Reviews

The Rivalry

Vincent Dowling’s production of Norman Corwin’s 1959 play about the Lincoln-Douglas debates proves the work is best heard on radio.

Mary Linda Rapelye and Christian Kauffmann
in The Rivalry
(© Rick Teller)
Mary Linda Rapelye and Christian Kauffmann
in The Rivalry
(© Rick Teller)

Fifty years ago, Norman Corwin — the now 99-year-old “poet laureate of radio”– crafted excerpts from the Lincoln-Douglas debates of 1858 into a playscript titled “The Rivalry” that enjoyed a modest run on Broadway. However, Vincent Dowling’s production of this rather antiquated work at the Irish Repertory Theatre only proves that what might have worked as a viable drama a half-century ago now emerges as something custom made for the disembodied medium of radio.

As a live performance, The Rivalry leaves a lot to be desired — such as any significant action. Apart from the opponents (played by Christian Kauffmann and Peter Comincan) taking turns at the podium, the sight of Mrs. Douglas (Mary Linda Rapelye) mending her husband’s vest is about as lively as it gets.
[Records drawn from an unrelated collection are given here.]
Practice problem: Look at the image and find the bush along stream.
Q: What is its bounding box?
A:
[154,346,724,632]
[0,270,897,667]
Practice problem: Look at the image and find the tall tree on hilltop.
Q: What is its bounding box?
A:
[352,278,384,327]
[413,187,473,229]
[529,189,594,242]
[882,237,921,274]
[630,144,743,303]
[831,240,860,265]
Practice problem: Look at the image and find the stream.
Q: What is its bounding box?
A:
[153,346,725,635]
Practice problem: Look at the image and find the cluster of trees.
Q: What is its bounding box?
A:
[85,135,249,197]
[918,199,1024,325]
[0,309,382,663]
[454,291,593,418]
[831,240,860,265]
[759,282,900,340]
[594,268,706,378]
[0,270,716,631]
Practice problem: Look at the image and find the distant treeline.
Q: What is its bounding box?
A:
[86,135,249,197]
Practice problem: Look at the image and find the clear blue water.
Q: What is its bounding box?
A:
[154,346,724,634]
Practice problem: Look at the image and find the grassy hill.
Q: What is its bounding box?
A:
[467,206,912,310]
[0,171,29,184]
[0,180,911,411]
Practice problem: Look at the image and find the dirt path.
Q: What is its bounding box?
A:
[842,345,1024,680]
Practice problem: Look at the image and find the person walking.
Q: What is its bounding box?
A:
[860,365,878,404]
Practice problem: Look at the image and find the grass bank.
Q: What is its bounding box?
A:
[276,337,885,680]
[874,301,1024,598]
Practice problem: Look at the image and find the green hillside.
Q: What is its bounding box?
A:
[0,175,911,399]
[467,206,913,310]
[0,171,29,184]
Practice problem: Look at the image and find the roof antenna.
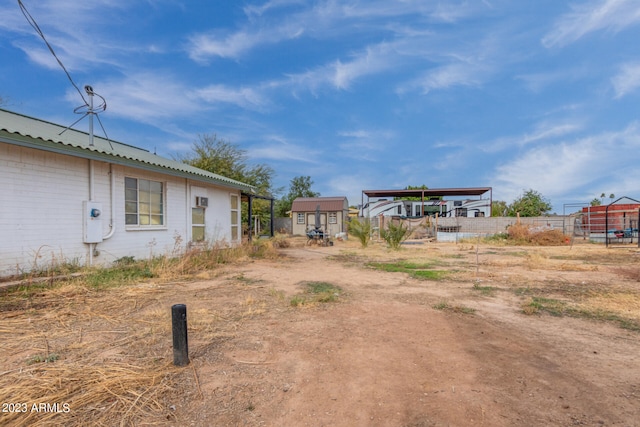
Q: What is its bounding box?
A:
[18,0,113,150]
[84,85,95,147]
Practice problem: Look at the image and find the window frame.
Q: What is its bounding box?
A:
[229,193,242,242]
[124,176,167,230]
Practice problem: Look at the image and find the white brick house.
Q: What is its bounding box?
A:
[0,109,254,276]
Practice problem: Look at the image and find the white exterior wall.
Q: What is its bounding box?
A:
[0,143,240,276]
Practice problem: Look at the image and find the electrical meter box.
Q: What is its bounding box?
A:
[82,201,102,243]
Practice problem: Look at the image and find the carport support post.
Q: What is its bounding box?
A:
[171,304,189,366]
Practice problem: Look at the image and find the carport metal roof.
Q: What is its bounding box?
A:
[362,187,492,204]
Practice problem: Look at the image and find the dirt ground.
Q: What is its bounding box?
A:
[0,241,640,426]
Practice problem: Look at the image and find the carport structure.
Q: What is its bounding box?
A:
[362,187,493,216]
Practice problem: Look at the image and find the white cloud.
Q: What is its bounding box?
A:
[192,85,267,109]
[248,136,324,165]
[542,0,640,48]
[479,122,582,152]
[495,123,640,205]
[611,63,640,98]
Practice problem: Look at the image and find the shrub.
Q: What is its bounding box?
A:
[347,218,371,248]
[380,221,409,250]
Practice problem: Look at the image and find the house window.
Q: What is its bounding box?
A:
[124,177,164,227]
[191,208,206,242]
[231,194,240,242]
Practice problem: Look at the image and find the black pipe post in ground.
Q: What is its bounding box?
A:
[171,304,189,366]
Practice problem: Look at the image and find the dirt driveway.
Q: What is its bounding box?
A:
[164,245,640,426]
[0,242,640,426]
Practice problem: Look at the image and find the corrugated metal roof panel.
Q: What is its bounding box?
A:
[0,109,255,192]
[291,197,347,212]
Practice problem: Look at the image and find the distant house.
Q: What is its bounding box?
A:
[291,197,349,236]
[0,109,254,276]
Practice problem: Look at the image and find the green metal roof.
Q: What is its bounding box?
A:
[0,109,255,193]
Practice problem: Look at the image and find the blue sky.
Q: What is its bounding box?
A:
[0,0,640,213]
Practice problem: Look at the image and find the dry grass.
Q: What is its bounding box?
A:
[0,239,286,426]
[0,239,640,426]
[507,224,569,246]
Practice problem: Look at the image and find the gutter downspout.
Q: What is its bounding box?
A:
[102,163,116,240]
[89,160,95,267]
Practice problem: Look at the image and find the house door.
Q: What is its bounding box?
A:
[307,212,327,230]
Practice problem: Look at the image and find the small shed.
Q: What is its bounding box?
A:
[291,196,349,236]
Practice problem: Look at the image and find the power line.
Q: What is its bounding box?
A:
[18,0,89,105]
[18,0,113,149]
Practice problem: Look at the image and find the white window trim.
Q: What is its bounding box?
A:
[229,193,242,242]
[123,176,169,231]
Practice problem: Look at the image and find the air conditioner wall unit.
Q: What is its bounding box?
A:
[196,196,209,208]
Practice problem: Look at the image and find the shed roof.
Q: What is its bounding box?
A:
[0,109,255,193]
[291,197,348,212]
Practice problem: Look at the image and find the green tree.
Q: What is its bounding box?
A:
[175,134,275,234]
[507,190,552,217]
[491,200,507,216]
[275,176,320,216]
[177,134,275,196]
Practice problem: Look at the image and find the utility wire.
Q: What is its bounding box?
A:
[18,0,113,150]
[18,0,89,106]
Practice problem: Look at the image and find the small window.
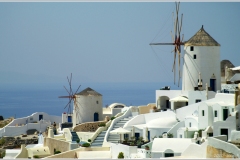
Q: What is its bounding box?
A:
[193,54,197,59]
[195,99,201,103]
[190,46,194,51]
[214,111,217,117]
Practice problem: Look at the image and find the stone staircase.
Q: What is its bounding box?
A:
[91,131,107,147]
[71,132,79,141]
[107,117,133,143]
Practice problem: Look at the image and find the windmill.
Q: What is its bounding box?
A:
[150,2,184,87]
[58,73,81,123]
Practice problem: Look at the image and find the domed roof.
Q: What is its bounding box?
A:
[147,116,178,128]
[184,26,220,46]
Her role as gracious helpmeet is also likely to rankle contemporary sensibilities. Despite Rapelye’s considerable warmth and charm in the role (in both costume and deportment, she resembles a period lithograph), Mrs. Douglas has too obviously been added to the proceedings as a device to pry open the play — adding a few fictive departures from the stenographic record — and to provide a personal touch. While Douglas is busy conducting a crash course in hate speech, she’s standing by to give us a glimpse of this particular racist’s tender side — a rather repellent gilding, given the context.
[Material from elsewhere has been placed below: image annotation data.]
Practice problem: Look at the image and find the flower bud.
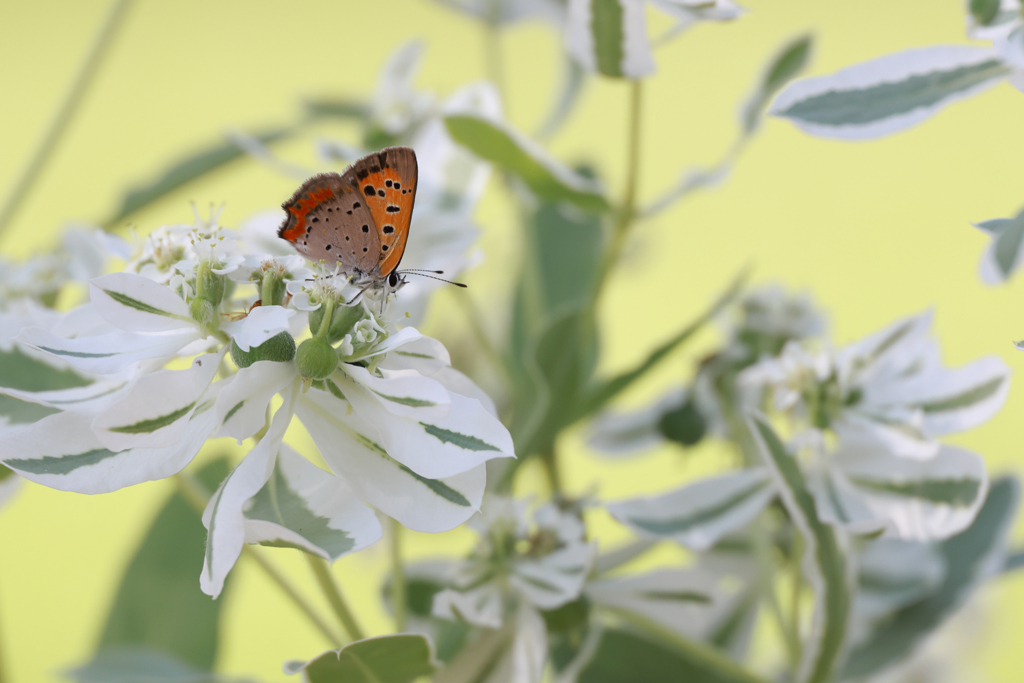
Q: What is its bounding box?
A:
[231,332,295,368]
[309,302,373,344]
[295,337,338,380]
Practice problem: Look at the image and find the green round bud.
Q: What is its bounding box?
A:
[188,297,217,328]
[231,332,295,368]
[295,337,338,380]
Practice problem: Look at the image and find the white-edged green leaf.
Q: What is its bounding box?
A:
[975,210,1024,285]
[216,360,298,443]
[854,539,946,629]
[586,565,744,641]
[0,465,22,508]
[565,0,654,80]
[740,36,813,135]
[336,364,451,419]
[332,368,515,479]
[296,389,485,532]
[94,458,228,679]
[245,445,383,562]
[577,629,765,683]
[17,328,200,375]
[65,647,227,683]
[92,350,224,451]
[220,305,292,351]
[0,382,221,494]
[833,445,988,542]
[285,633,436,683]
[608,467,775,552]
[842,477,1020,680]
[89,272,197,332]
[200,377,299,598]
[444,115,608,211]
[434,601,548,683]
[771,45,1010,139]
[749,417,855,683]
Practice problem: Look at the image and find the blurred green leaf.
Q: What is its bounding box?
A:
[103,126,298,229]
[510,197,604,455]
[285,634,434,683]
[303,99,370,119]
[580,270,746,417]
[98,459,228,671]
[66,647,222,683]
[577,629,763,683]
[751,418,855,683]
[843,477,1020,680]
[444,115,608,212]
[742,36,813,135]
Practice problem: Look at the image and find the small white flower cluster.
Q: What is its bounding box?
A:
[0,209,513,596]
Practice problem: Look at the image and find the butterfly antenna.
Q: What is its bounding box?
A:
[401,270,469,288]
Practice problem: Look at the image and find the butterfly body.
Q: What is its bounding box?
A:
[278,147,418,291]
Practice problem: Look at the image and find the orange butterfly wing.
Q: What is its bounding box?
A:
[352,147,418,278]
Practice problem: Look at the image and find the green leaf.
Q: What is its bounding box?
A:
[67,647,223,683]
[285,634,435,683]
[582,270,746,417]
[750,417,856,683]
[444,115,608,212]
[103,127,298,228]
[843,477,1020,680]
[97,459,228,680]
[0,346,91,395]
[577,629,762,683]
[741,36,813,135]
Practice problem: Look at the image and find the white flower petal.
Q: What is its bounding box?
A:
[89,272,196,332]
[92,350,224,451]
[834,446,988,542]
[220,306,296,351]
[245,445,383,562]
[0,383,220,494]
[296,389,486,532]
[216,360,298,443]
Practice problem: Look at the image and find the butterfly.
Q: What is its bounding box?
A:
[278,147,464,303]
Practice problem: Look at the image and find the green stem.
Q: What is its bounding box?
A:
[790,528,804,659]
[174,471,344,645]
[483,19,505,106]
[388,519,406,633]
[594,81,642,306]
[0,0,132,241]
[306,554,367,640]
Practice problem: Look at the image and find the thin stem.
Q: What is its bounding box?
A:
[242,545,345,645]
[483,19,505,106]
[388,519,406,633]
[174,471,344,645]
[0,0,132,240]
[594,81,643,306]
[306,554,367,640]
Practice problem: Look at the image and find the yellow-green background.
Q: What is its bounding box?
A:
[0,0,1024,683]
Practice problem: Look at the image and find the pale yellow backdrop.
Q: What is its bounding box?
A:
[0,0,1024,683]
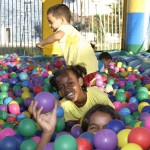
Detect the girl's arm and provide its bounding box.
[37,30,65,48]
[31,102,57,150]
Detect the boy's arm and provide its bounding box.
[37,30,65,48]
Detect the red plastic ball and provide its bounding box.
[128,127,150,150]
[76,138,92,150]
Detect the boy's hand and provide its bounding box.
[36,43,44,49]
[31,102,57,134]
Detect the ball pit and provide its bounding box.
[0,54,150,150]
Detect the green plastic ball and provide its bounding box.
[116,92,126,102]
[20,139,37,150]
[55,118,65,133]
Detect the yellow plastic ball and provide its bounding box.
[117,129,131,147]
[21,92,31,100]
[121,143,143,150]
[134,121,142,128]
[138,102,149,113]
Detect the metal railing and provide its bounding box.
[0,0,123,55]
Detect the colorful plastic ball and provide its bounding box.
[71,124,82,138]
[113,101,122,111]
[106,119,125,134]
[43,142,54,150]
[116,93,126,102]
[19,72,28,81]
[0,83,9,92]
[0,104,8,112]
[127,102,138,113]
[138,112,150,121]
[34,91,55,113]
[31,136,41,143]
[57,106,64,118]
[0,128,16,140]
[128,127,150,149]
[14,134,25,145]
[127,88,136,96]
[76,138,92,150]
[53,135,78,150]
[93,129,118,150]
[33,85,43,94]
[138,102,149,113]
[119,108,131,119]
[117,129,131,147]
[18,118,37,137]
[55,118,65,133]
[21,92,31,100]
[136,91,148,102]
[144,116,150,129]
[142,106,150,113]
[121,143,143,150]
[20,139,37,150]
[8,104,21,115]
[96,79,103,87]
[129,97,139,104]
[1,136,19,150]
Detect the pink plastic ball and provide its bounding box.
[144,116,150,129]
[32,136,41,143]
[0,128,16,140]
[113,102,122,111]
[8,104,20,115]
[128,74,135,81]
[95,74,102,79]
[96,79,103,87]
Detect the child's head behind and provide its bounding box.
[98,52,112,67]
[50,65,86,101]
[82,104,120,134]
[47,4,71,23]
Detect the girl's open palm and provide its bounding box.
[32,103,57,133]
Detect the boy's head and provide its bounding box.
[98,52,112,67]
[47,4,71,30]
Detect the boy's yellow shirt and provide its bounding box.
[58,25,98,74]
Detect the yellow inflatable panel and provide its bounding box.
[127,0,150,13]
[42,0,62,56]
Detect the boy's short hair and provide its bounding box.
[47,4,71,23]
[98,52,112,60]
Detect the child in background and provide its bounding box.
[32,104,120,150]
[98,52,112,72]
[81,104,120,134]
[37,4,98,85]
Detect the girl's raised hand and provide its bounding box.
[31,102,57,134]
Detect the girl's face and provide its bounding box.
[87,111,112,134]
[47,14,62,32]
[56,71,84,102]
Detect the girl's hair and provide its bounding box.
[81,104,120,132]
[50,65,87,91]
[47,4,71,23]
Cormican plays the “Little Giant” — Douglas’ political sobriquet — far too hammily, as if addressing a real-life crowd numbering in the thousands, not the few score huddled in the small theater space. (And the ill-advised insertion of canned applause at strategic junctures makes the audience feel superfluous in any case.) Conversely, Kauffmann is a very believable Lincoln, offering folksy stories as prelude to powerful feats of rhetoric. It’s a truly lovely portrayal that could soar in a more nuanced, three-dimensional setting.

It helps not there’s no suspense to the outcome; we all know that Douglas won this local political round, only to be trounced by Lincoln (who benefited from the exposure) two years later on the national level. So while you don’t have to contemplate the ending, The Rivalry may leave you pondering the elements required for effective stage drama.